REVIEWED BY DAN STUMPF:         


THE CIRCUS QUEEN MURDER. Columbia, 1933. Adolphe Menjou, Greta Nissen, Ruthelma Stevens, Dwight Frye, Donald Cook, Harry Holman, George Rosener. Based on the novel About the Murder of the Circus Queen (1932) by Anthony Abbot. Director: Roy William Neill.

THE CIRCUS QUEEN MURDER

   More stylish than Dear Murderer [recently reviewed here ] but less intelligent, The Circus Queen Murder offers Adolphe Menjou as Anthony Abbott’s Thatcher Colt, crusading District Attorney essaying that pre-doomed enterprise, a vacation from crime.

   Colt and his Gal Friday (An actress with the unlikely name Ruthelma Stevens, very good in a Glenda-Farrell-ish way.) quickly hook up with a traveling circus that just as quickly turns into one of those hotbeds of passion celebrated in cheap movies and paper-backs: threats, killing, more threats, murder and impersonating-a-cannibal ensue before things sort themselves out.
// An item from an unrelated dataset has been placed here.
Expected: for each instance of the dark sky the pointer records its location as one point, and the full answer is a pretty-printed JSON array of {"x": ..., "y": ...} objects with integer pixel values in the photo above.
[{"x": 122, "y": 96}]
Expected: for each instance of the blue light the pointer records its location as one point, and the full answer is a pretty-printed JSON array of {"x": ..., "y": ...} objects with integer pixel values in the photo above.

   Under the sure hand of director Roy William Neill (he of Universal’s “Sherlock Holmes” series) this moves along quickly and with a certain amount of class, filled with catchy camera angles and some surprisingly subtle touches.

   I particularly liked Stevens reporting a conversation to the investigators: “He called her a lying little [micro-pause] cheat,” and a few minutes later, Menjou looks at her knowingly and says, “So he called her a lying little [same micro-pause] cheat, did he?” leaving our fertile minds to conjecture just what he really called her.

THE CIRCUS QUEEN MURDER

   Unfortunately, there’s more style than sense here. I kept waiting for the legendary Thatcher Colt to come up with some brilliant deduction, surprise us with some clever twist or maybe just shoot something, but (WARNING!) there are no bombshells here: no surprise about the killer, the victim, none of that, and we pretty much just watch Adolphe Menjou watch things turn out the way they would have if he’d never stepped in.
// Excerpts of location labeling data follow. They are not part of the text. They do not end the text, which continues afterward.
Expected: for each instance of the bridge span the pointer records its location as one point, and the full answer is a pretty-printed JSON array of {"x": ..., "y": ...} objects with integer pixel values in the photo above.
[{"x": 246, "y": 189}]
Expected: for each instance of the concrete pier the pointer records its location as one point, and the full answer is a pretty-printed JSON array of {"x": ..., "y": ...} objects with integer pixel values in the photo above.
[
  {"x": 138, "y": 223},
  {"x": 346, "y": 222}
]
   Something does finally lift Circus Queen out of its rut, though, and that’s Dwight Frye, the spiritual progenitor of Elisha Cook Jr. and a cult actor if ever there was one, here cast perfectly as the maniacal cuckold.

   Frye was perhaps a limited actor, but he was unforgettable in Dracula and Frankenstein, and here, given a meaty part, he takes it in his teeth and runs with it, turning this into a pretty satisfying time.